In the second part of our series, we started to describe the many different types of dementia. Below, we’ll finish describing the other types of dementia.
Vascular dementia is an umbrella term that describes impairments in cognitive function caused by problems in the blood vessels that feed the brain. In some cases, a blood vessel may be completely blocked, causing a stroke. Some strokes result in dementia while others don’t. It depends on the severity of the stroke and the portion of the brain that’s affected. Vascular dementia also can occur when blood vessels in the brain become narrowed, reducing the amount of blood flow to those sections of the brain.
Nerve cells in the front and side regions of the brain are especially affected. Typical symptoms include changes in personality and behavior and difficulty with language. No distinguishing microscopic abnormality is linked to all cases. Pick’s disease, characterized by Pick’s bodies (nerve cells containing an abnormal accumulation of fibers made of the protein tau), is one type of frontotemporal dementia.
This is a rapidly fatal disorder that impairs memory and coordination and causes behavior changes.

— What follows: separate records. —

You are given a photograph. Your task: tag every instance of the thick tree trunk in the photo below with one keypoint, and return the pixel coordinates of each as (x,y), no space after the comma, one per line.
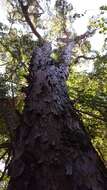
(52,151)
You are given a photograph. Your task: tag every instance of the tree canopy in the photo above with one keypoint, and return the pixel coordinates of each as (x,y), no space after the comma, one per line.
(32,22)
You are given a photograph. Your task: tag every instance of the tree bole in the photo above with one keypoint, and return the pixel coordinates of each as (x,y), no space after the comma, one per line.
(52,150)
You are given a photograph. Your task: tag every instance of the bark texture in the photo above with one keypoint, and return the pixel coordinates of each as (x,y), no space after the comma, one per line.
(52,150)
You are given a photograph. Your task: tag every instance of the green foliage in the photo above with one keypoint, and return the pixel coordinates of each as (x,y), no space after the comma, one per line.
(89,93)
(87,90)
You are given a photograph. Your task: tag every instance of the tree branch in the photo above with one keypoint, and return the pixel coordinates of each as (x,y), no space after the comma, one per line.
(84,57)
(92,115)
(28,20)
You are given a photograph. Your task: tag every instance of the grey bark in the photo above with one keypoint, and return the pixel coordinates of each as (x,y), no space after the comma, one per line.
(52,149)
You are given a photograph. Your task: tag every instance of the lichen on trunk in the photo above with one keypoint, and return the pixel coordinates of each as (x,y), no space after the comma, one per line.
(52,149)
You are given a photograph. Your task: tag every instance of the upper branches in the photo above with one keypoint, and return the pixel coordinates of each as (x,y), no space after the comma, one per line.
(29,21)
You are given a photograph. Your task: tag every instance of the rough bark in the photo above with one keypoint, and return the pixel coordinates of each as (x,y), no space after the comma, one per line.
(52,149)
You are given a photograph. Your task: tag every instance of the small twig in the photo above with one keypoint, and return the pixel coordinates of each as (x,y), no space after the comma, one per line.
(3,155)
(6,166)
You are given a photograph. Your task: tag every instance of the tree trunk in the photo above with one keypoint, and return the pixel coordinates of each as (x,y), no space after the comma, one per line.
(52,150)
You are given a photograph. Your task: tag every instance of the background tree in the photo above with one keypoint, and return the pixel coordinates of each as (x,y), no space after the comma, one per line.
(17,48)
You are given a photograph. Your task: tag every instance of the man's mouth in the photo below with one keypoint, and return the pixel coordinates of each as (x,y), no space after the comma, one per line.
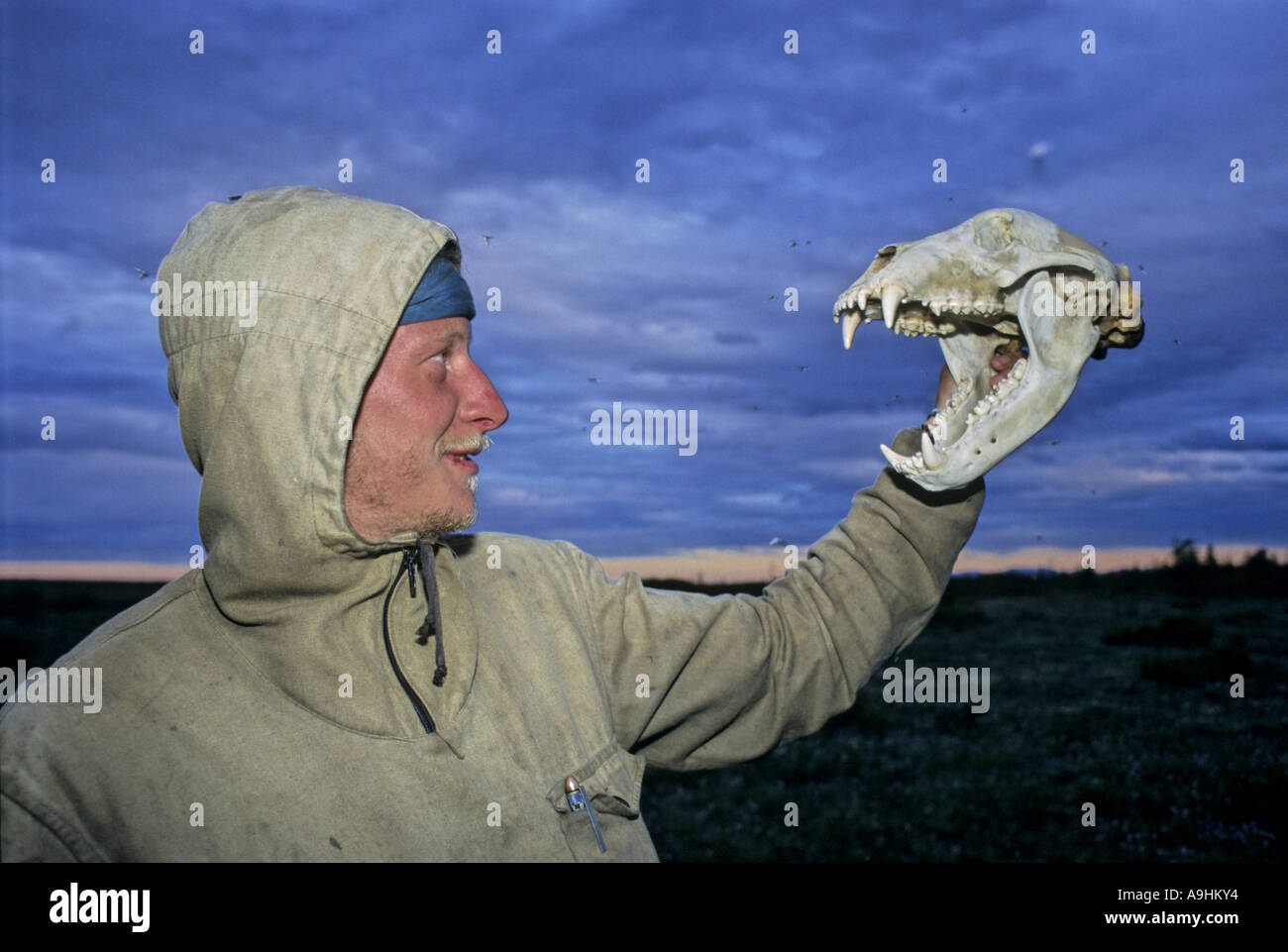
(463,456)
(463,460)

It is caused by the mis-folding of prion protein throughout the brain. Variant Creutzfeldt-Jakob disease (vCJD) is believed to be caused by consumption of products from cattle affected by mad cow disease, and is not related to classic CJD.
Normal pressure hydrocephalus
As with other manifestations of hydrocephalus, this dementia is caused by the buildup of fluid in the brain. Symptoms include difficulty walking, memory loss, and inability to control urination. The condition can sometimes be corrected with surgical installation of a shunt in the brain to drain excess fluid.
Alzheimer’s disease (AD) is the most common and most studied cause of dementia. Significant advances have been made since the first set of clinical criteria for AD were put forth in 1984 that are now captured in the new criteria for AD published in 2011. Key features in the updated criteria include recognition of a broad AD spectrum (from preclinical to mild cognitive impairment to AD dementia) and requirement of AD biomarkers for diagnosis. Correctly diagnosing dementia type is increasingly important in an era when potential disease-modifying agents are already or are soon to be marketed. The typical AD dementia syndrome has, at its core, an amnestic syndrome of the hippocampal type, followed by associated deficits in word-finding, spatial cognition, executive functions, and neuropsychiatric changes. Atypical presentations of AD have also been identified that are presumed to have a different disease course. It can be difficult to distinguish between the various dementia syndromes given the overlap in many common clinical features across the dementias. The clinical difficulty in diagnosis may reflect the underlying pathology, as AD often co-occurs with other pathologies at autopsy, such as cerebrovascular disease or Lewy bodies. Neuropsychological evaluation has provided clinicians and researchers with profiles of cognitive strengths and weaknesses that help to define the dementias. There is yet no single behavioral marker that can reliably distinguish AD from the other dementias. The combined investigation of cognitive and neurobehavioral symptoms coupled with imaging markers could provide a more accurate approach in the future for differentiating between AD and other major dementia syndromes.